Brak! Bug! Bug!
"Hah … oh Tuhan, swara apa iku (suara apa itu)? seperti ada sesuatu yang jatuh,"
Gadis itu segera berdiri dengan mengelus dadanya karena merasa kaget. Dia berjalan menyusuri ilalang-ilalang mencari arah suara itu berasal dari mana? dengan menggendong bakul di punggungnya yang berisi jamur bulan yang tumbuh liar di tengah hutan.
"Apa ….. itu? seperti ada seseorang," cakap gadis itu melihatnya dari kejauhan kemudian berjalan menghampiri tubuh itu.
"Oh …. Gusti Allah (Tuhan), apakah dia masih hidup?" gumam gadis itu sembari membalikkan tubuh pria itu yang penuh luka-luka lecet di wajah dan di sekujur badannya.
"Tolong … tolong …bagus tolongin ada seseorang terluka disini! teriak gadis itu dengan kerasnya memanggil temannya yang bersamanya di dalam hutan.
"Ono opo (ada apa) Mentari? kenapa kamu teriak-teriak, bikin kaget saja," jawab bagus dengan berlari menghampiri Mentari.
"Lihatlah … sepertinya dia terjatuh dari tebing saat mendaki, kasihan dia sebaiknya kita bawa pulang ke rumah saja," ujar Mentari sambil menatap bagus yang berdiri di sebelahnya.
"Kita tidak mengenalnya Tari, kalau dia orang jahat bagaimana?" Bagus menjawab gadis itu yang kerap di sapanya dengan nama Tari.
"Dia tidak mungkin orang jahat bagus, sepertinya dia seorang pendaki yang menjelajah hutan ini, sudahlah ayo kita bopong dia, kita obati ing omahku wae (di rumahku saja)!"
"Kenapa? loh … loh … kok ing omahmu (kenapa di rumahmu), ora apik (tidak baik) dilihat orang-orang juga tetangga-tetangga, apa nanti kata mereka Tari?"
"Justru kalau di rumah Tari itu lebih baik, kan bapak Tari kepala Desa jadi aman kalau ada apa-apa," timpal Tari dengan nada memerintah.
"Yaa … ayolah, betul juga kamu, sini biar dia aku yang bopong (angkat) kamu bawa jamur-jamur ini!"
***
Mentari membersihkan luka-luka di setiap tubuh laki-laki itu dengan pelan-pelan dan memberinya obat oles di bagian yang memar-memar sambil menatap wajah pria itu.
"Gantengnya (tampan) …, sepertinya dia bukan orang daerah sini," celetuk Tari di dalam hatinya dengan tersenyum tipis.
"Mentari … sapa kuwi (siapa itu)? Kamu menemukan dia dimana?" tanya Bapak Tari dengan nada halus.

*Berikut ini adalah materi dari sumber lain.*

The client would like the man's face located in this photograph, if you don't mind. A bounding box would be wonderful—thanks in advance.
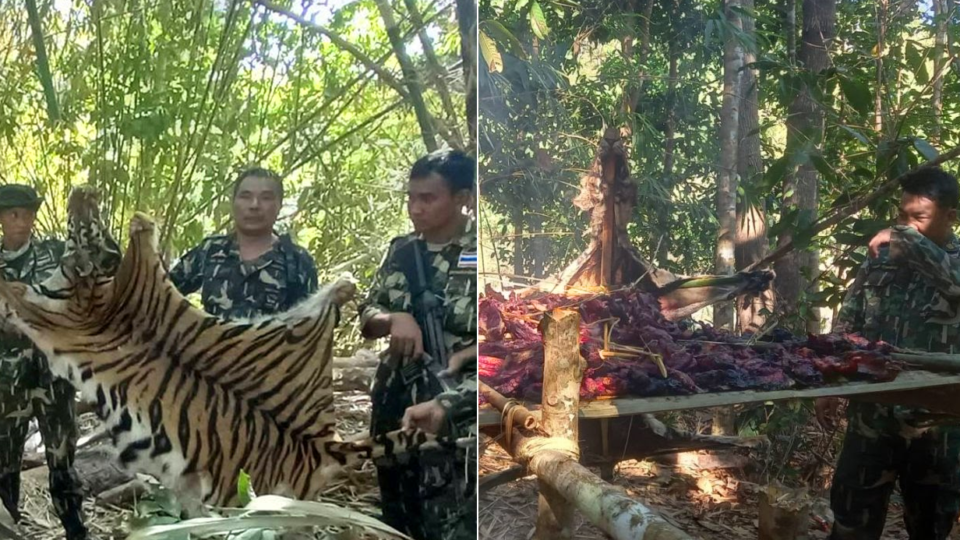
[233,176,281,234]
[407,173,469,233]
[0,208,37,247]
[897,193,957,245]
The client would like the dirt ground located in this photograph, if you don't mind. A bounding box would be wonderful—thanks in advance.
[14,392,379,540]
[479,410,960,540]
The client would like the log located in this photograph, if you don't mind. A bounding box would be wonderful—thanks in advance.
[484,414,693,540]
[527,450,692,540]
[477,465,528,493]
[22,445,135,497]
[477,381,540,431]
[537,309,586,540]
[758,484,810,540]
[96,478,150,507]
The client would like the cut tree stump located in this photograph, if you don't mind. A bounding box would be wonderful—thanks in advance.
[537,309,586,540]
[758,484,811,540]
[484,320,692,540]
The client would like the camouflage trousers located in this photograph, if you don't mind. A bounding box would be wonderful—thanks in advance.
[830,401,960,540]
[0,370,87,540]
[370,358,477,540]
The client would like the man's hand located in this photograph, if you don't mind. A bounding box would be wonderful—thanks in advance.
[401,399,447,434]
[437,345,477,377]
[813,397,840,429]
[390,313,423,360]
[870,229,893,259]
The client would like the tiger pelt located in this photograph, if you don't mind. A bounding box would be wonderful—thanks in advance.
[0,188,436,505]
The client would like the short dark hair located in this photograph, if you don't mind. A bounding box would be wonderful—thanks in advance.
[410,149,477,193]
[233,167,283,200]
[900,167,960,209]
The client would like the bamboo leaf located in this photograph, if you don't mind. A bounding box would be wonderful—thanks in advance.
[530,0,550,39]
[913,138,940,161]
[840,125,870,145]
[480,30,503,73]
[480,21,527,60]
[840,77,873,115]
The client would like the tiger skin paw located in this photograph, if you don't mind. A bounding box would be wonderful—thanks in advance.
[130,212,156,238]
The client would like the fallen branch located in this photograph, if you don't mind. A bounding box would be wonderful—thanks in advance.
[477,465,530,493]
[485,310,691,540]
[742,143,960,272]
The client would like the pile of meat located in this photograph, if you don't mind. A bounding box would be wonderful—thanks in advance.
[479,290,900,401]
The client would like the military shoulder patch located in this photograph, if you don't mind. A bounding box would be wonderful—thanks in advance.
[457,251,477,268]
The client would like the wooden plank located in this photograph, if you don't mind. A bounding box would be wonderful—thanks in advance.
[480,371,960,426]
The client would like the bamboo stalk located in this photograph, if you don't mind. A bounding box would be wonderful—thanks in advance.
[741,147,960,272]
[537,309,585,540]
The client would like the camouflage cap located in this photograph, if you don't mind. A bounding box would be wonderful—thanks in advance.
[0,184,43,210]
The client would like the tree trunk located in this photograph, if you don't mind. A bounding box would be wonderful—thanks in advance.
[656,40,680,268]
[783,0,797,66]
[774,0,837,331]
[931,0,950,146]
[403,0,463,147]
[736,0,773,333]
[714,0,743,330]
[530,197,550,279]
[376,0,437,152]
[620,0,637,116]
[512,206,526,276]
[625,0,653,115]
[534,309,586,540]
[26,0,60,123]
[712,0,744,435]
[457,0,477,150]
[873,0,890,137]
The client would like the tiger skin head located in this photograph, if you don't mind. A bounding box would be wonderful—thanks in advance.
[0,189,448,515]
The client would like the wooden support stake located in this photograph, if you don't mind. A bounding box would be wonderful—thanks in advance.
[477,381,540,430]
[537,309,586,540]
[600,155,617,287]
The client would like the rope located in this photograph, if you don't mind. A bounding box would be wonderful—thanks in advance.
[517,437,580,459]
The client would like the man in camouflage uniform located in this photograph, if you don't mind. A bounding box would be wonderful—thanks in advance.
[360,150,477,540]
[817,168,960,540]
[170,168,317,320]
[0,184,120,540]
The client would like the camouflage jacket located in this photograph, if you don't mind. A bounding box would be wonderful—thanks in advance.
[360,220,477,355]
[170,235,317,320]
[436,370,477,437]
[834,226,960,353]
[0,239,65,387]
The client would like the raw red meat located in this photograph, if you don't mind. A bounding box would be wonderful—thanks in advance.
[479,289,900,401]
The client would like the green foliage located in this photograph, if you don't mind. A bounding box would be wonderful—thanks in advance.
[479,0,960,324]
[0,0,466,354]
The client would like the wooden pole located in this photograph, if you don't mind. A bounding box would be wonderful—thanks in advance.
[600,152,617,287]
[490,390,691,540]
[537,309,586,540]
[477,381,540,430]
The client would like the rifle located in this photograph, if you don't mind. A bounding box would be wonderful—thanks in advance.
[401,239,451,391]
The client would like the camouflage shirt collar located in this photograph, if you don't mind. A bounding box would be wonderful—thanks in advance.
[0,237,33,262]
[943,234,960,257]
[413,216,477,247]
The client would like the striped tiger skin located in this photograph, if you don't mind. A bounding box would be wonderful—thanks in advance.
[0,190,435,513]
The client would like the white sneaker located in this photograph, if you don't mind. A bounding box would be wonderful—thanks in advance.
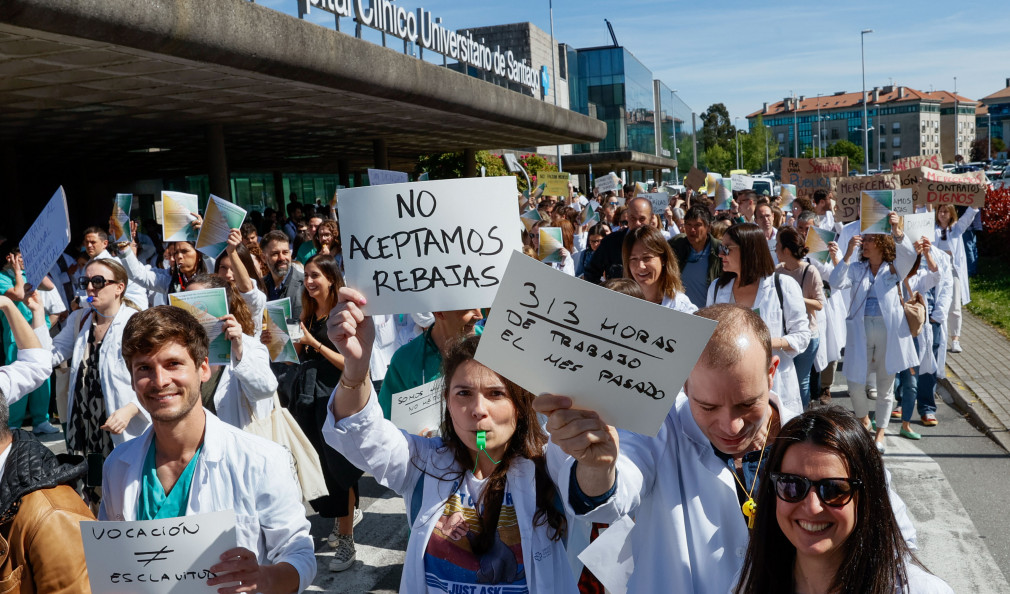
[329,534,355,572]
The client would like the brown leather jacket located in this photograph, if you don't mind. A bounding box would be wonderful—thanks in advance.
[0,430,95,594]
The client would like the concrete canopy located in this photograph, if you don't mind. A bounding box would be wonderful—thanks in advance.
[0,0,606,178]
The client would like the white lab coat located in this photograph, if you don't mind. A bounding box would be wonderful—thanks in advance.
[51,304,150,447]
[565,392,915,594]
[933,206,979,305]
[322,390,579,594]
[208,334,277,428]
[831,235,919,384]
[707,275,810,416]
[98,411,316,592]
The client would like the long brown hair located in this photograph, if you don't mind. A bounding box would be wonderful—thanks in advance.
[437,335,567,555]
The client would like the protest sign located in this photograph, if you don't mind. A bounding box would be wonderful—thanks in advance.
[196,194,245,258]
[804,225,837,264]
[860,190,894,235]
[901,212,936,242]
[593,173,621,194]
[684,167,705,190]
[715,177,733,210]
[782,157,848,199]
[536,171,572,196]
[389,378,442,435]
[891,190,915,214]
[475,252,716,435]
[638,192,670,216]
[162,192,200,241]
[891,155,943,172]
[368,169,410,186]
[339,176,521,314]
[169,289,231,365]
[109,194,133,243]
[536,227,565,264]
[729,174,754,192]
[830,174,901,222]
[18,186,70,288]
[81,510,237,594]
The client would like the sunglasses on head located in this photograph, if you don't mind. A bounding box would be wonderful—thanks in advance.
[77,275,111,290]
[771,473,863,507]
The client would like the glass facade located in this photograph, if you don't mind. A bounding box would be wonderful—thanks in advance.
[569,47,657,155]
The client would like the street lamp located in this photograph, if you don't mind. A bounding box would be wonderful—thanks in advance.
[860,29,874,174]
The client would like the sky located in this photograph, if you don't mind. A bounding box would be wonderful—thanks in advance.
[266,0,1010,128]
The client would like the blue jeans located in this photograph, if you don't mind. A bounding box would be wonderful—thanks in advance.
[793,336,820,410]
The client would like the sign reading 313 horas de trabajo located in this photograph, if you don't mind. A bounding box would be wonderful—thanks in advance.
[298,0,540,97]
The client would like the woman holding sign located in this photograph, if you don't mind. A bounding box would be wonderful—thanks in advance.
[621,225,698,313]
[323,288,579,594]
[708,223,810,413]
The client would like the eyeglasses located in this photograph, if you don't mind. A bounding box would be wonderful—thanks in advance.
[771,473,863,507]
[77,275,111,290]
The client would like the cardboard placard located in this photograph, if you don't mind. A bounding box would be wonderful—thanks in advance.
[169,289,231,365]
[782,157,848,199]
[476,252,716,435]
[389,378,444,435]
[81,510,237,594]
[338,176,521,314]
[891,155,943,172]
[18,186,70,287]
[830,174,901,222]
[536,171,572,197]
[368,169,410,186]
[196,194,245,258]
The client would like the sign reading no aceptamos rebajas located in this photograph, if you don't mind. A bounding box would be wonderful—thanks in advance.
[81,510,237,594]
[476,252,716,435]
[338,176,522,314]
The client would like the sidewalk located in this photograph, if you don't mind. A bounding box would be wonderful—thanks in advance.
[940,310,1010,452]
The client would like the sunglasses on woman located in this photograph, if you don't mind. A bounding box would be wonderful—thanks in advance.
[77,275,111,291]
[771,473,863,507]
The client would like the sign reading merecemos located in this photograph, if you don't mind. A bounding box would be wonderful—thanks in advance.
[831,174,901,222]
[338,176,522,314]
[782,157,848,198]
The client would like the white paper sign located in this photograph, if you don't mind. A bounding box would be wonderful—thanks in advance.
[390,378,442,435]
[891,188,915,214]
[369,169,410,186]
[902,212,935,243]
[81,510,237,594]
[18,186,70,287]
[476,252,716,435]
[339,176,521,314]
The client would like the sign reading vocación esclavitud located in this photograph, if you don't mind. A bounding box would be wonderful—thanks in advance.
[299,0,540,97]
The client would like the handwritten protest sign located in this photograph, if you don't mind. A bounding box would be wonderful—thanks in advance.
[339,176,521,314]
[18,186,70,287]
[901,212,936,242]
[476,253,715,435]
[109,194,133,243]
[196,194,245,258]
[81,510,237,594]
[536,227,565,264]
[782,157,848,199]
[368,169,410,186]
[684,167,705,190]
[162,192,200,241]
[169,289,231,365]
[805,226,837,264]
[891,155,943,172]
[536,171,572,196]
[860,190,894,235]
[830,174,901,222]
[389,378,442,435]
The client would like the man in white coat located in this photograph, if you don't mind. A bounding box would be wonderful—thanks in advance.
[99,305,316,594]
[534,304,915,594]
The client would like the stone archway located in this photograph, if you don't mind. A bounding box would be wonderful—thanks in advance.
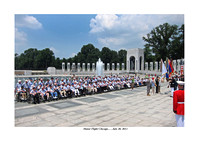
[129,56,135,71]
[139,56,143,70]
[126,48,144,72]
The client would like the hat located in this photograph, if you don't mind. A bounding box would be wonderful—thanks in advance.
[177,81,185,85]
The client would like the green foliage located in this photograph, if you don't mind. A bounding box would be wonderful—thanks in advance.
[15,44,127,70]
[15,48,55,70]
[143,23,184,61]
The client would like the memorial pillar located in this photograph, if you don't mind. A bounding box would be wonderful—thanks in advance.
[112,63,115,71]
[177,59,181,74]
[72,63,76,72]
[117,63,119,71]
[92,63,95,72]
[82,63,85,72]
[173,60,176,72]
[77,63,81,72]
[107,63,110,71]
[122,63,124,71]
[67,63,70,72]
[150,62,153,71]
[154,61,158,72]
[62,62,65,73]
[145,62,148,71]
[87,63,90,72]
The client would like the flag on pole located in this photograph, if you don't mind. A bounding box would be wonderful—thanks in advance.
[168,59,172,74]
[161,59,167,79]
[169,59,174,73]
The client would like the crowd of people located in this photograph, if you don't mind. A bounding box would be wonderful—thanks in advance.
[15,75,150,104]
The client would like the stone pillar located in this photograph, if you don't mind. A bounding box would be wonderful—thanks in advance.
[126,60,130,71]
[87,63,90,72]
[77,63,81,72]
[92,63,95,72]
[154,61,158,71]
[72,63,76,72]
[82,63,85,72]
[173,60,176,72]
[135,59,138,72]
[107,63,110,71]
[67,63,70,72]
[150,62,153,71]
[158,61,162,72]
[145,62,148,71]
[112,63,115,71]
[47,67,56,75]
[122,63,124,71]
[62,62,65,73]
[177,59,181,74]
[117,63,119,71]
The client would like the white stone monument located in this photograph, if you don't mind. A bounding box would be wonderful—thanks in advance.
[82,63,85,72]
[117,63,119,71]
[77,63,81,72]
[67,63,70,72]
[92,63,95,72]
[62,62,65,73]
[122,63,125,71]
[87,63,90,72]
[107,63,110,71]
[112,63,115,71]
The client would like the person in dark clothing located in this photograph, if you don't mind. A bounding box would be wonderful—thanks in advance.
[156,76,159,93]
[169,77,177,97]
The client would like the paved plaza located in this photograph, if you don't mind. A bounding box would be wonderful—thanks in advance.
[15,83,176,127]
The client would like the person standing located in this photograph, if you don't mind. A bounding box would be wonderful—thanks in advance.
[170,77,176,97]
[151,77,156,95]
[173,81,185,127]
[156,76,159,93]
[131,76,135,90]
[146,78,151,96]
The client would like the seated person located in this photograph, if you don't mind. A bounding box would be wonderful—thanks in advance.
[39,86,49,100]
[30,87,40,104]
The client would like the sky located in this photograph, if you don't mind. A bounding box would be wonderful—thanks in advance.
[15,14,184,59]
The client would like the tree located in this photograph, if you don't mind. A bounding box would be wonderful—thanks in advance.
[143,23,184,61]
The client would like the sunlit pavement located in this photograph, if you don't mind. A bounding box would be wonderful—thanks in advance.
[15,83,176,127]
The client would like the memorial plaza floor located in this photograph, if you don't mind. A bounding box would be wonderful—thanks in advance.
[15,83,176,127]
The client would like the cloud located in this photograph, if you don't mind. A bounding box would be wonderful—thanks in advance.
[89,14,184,49]
[69,53,76,57]
[15,15,42,29]
[15,28,28,53]
[49,46,60,56]
[15,28,27,44]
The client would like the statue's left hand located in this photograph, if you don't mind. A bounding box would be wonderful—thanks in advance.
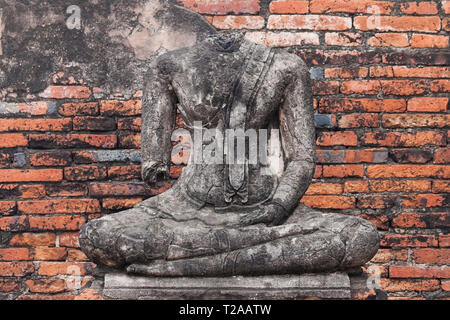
[239,203,288,227]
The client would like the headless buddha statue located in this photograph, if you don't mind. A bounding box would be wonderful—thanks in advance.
[80,35,379,276]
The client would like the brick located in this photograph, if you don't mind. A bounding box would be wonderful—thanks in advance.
[102,198,143,210]
[30,151,72,167]
[301,195,356,209]
[316,131,358,146]
[59,232,80,248]
[180,0,260,15]
[344,180,369,193]
[25,279,66,293]
[9,232,56,247]
[73,150,141,163]
[439,234,450,248]
[325,67,369,78]
[340,80,381,94]
[119,131,141,149]
[0,216,28,232]
[0,101,55,116]
[0,152,13,168]
[338,113,379,129]
[29,133,117,149]
[0,248,31,261]
[400,1,438,14]
[380,278,439,292]
[380,234,438,248]
[413,248,450,264]
[392,66,450,78]
[389,149,433,163]
[67,249,89,261]
[432,180,450,193]
[28,215,86,231]
[392,212,450,229]
[100,100,142,117]
[31,248,67,261]
[73,116,116,131]
[64,165,107,181]
[0,262,34,277]
[325,32,363,47]
[305,182,342,195]
[353,16,441,32]
[380,80,428,96]
[441,1,450,14]
[367,33,409,48]
[358,213,389,230]
[0,201,16,216]
[357,195,395,209]
[381,113,450,128]
[366,164,450,179]
[19,184,46,199]
[389,266,450,279]
[246,31,320,47]
[361,131,446,147]
[388,296,425,301]
[408,97,448,112]
[381,51,447,66]
[323,164,364,178]
[312,81,339,95]
[0,119,72,132]
[0,133,28,148]
[269,0,309,14]
[401,193,448,208]
[39,86,91,99]
[108,165,141,181]
[344,148,388,163]
[89,182,146,197]
[434,147,450,163]
[46,182,88,197]
[0,278,22,292]
[411,33,448,49]
[310,0,395,14]
[117,118,142,131]
[267,15,352,30]
[369,180,431,192]
[212,16,265,30]
[370,249,408,263]
[358,210,389,230]
[38,262,94,277]
[430,80,450,92]
[58,102,99,117]
[17,199,100,214]
[318,98,406,113]
[297,49,384,66]
[316,150,345,163]
[0,169,62,182]
[369,66,394,78]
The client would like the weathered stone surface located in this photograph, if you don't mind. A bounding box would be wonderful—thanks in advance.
[103,272,351,300]
[0,0,216,95]
[80,3,379,278]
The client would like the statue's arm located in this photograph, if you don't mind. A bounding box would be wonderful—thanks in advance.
[141,62,176,184]
[272,62,315,214]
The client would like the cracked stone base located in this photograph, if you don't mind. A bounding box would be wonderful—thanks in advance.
[103,272,351,300]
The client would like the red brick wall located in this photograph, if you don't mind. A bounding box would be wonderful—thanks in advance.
[0,0,450,299]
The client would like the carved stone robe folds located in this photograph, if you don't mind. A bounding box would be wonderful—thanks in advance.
[80,35,378,276]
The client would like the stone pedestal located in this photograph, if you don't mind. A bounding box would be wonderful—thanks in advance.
[103,272,351,300]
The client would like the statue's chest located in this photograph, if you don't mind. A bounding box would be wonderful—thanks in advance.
[173,47,275,128]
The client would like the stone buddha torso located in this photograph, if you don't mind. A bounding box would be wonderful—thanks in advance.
[80,35,378,276]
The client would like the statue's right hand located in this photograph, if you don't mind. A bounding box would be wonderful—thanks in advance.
[142,161,169,186]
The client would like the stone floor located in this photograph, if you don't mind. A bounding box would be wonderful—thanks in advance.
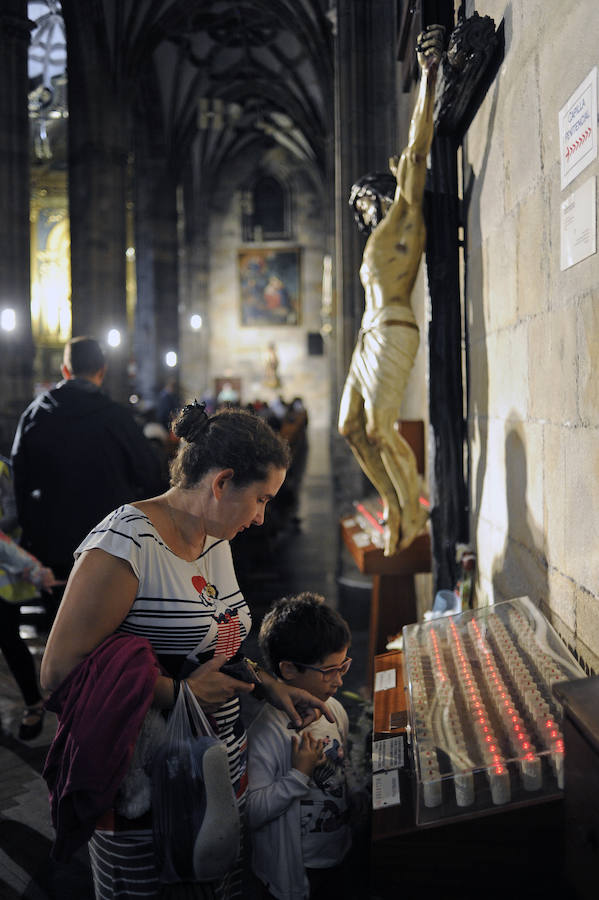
[0,433,376,900]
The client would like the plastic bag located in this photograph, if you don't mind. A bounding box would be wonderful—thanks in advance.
[152,681,240,884]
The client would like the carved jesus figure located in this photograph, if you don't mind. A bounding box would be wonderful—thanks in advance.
[339,25,444,556]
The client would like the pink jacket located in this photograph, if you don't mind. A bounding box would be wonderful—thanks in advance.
[42,634,160,861]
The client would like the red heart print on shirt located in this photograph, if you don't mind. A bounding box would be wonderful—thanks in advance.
[196,575,208,594]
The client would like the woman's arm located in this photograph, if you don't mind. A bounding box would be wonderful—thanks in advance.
[40,548,253,712]
[255,669,335,730]
[40,549,140,688]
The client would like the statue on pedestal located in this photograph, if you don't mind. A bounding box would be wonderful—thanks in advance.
[339,25,445,556]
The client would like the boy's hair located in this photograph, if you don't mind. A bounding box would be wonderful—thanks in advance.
[258,591,351,676]
[63,336,106,377]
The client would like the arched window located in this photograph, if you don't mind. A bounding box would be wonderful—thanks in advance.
[243,175,291,242]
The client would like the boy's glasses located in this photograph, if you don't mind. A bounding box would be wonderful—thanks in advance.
[293,656,351,681]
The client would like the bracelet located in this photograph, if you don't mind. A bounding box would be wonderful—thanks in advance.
[246,657,266,700]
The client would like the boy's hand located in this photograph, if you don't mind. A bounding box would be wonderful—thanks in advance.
[260,672,335,730]
[291,731,326,777]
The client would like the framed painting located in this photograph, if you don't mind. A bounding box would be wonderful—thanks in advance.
[239,247,300,326]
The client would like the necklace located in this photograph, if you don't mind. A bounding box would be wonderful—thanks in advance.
[166,500,206,566]
[166,500,218,603]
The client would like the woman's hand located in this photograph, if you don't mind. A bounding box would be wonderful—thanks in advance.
[291,731,326,777]
[260,669,335,731]
[185,654,254,713]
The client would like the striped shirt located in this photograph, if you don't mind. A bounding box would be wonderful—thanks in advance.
[75,504,252,798]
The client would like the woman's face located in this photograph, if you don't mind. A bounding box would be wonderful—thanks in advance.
[219,466,287,541]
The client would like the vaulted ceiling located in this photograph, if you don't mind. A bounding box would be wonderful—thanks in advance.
[44,0,334,185]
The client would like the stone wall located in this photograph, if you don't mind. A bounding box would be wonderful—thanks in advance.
[464,0,599,668]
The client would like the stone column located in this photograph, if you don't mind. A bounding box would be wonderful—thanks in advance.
[0,0,34,454]
[63,0,131,400]
[133,142,180,401]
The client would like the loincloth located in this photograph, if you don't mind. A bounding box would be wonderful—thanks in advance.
[346,305,420,410]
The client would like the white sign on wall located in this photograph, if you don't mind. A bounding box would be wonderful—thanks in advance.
[558,66,597,190]
[560,176,597,272]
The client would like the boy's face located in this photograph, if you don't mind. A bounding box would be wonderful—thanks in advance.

"Tadi Tari sama Bagus menemukan dia pingsan tergeletak di hutan sendirian pak, karena kasihan jadi Tari membawanya pulang," ujar Tari dengan menatap wajah Bapaknya.
"Arghh … duh … kepalaku rasanya pusing banget, dimana aku sekarang?" pria itu terbangun dari pingsannya sembari meringis memegang kepalanya.
"Kamu sudah bangun mas?"
"Aku ada dimana sekarang? siapa kamu? kenapa aku bisa ada di sini?" pria itu bertanya dengan merasakan kesakitan di sekujur tubuhnya.
"Tenang mas …, kamu aman sekarang, saya Tari dan ini Bapak saya kepala desa di kampung rejo ini, tadi saya menolong mas dari tengah hutan," balas Tari dengan membawakan secangkir teh hangat kepada pria itu.
"Iya … ya … sekarang aku sudah ingat, aku mendaki bukit-bukit, tetapi kakiku saat menginjak bebatuan tiba-tiba terpeleset dan terjatuh sampai tak sadarkan diri, terima kasih ya Tari," sambung pria itu dengan menyeruput teh hangat dan memandang wajah imut Tari.
"Namanya siapa kamu, mas? sepertinya dari kota kalau dilihat dari penampilan mas nya? apa tidak ada teman saat mendaki?"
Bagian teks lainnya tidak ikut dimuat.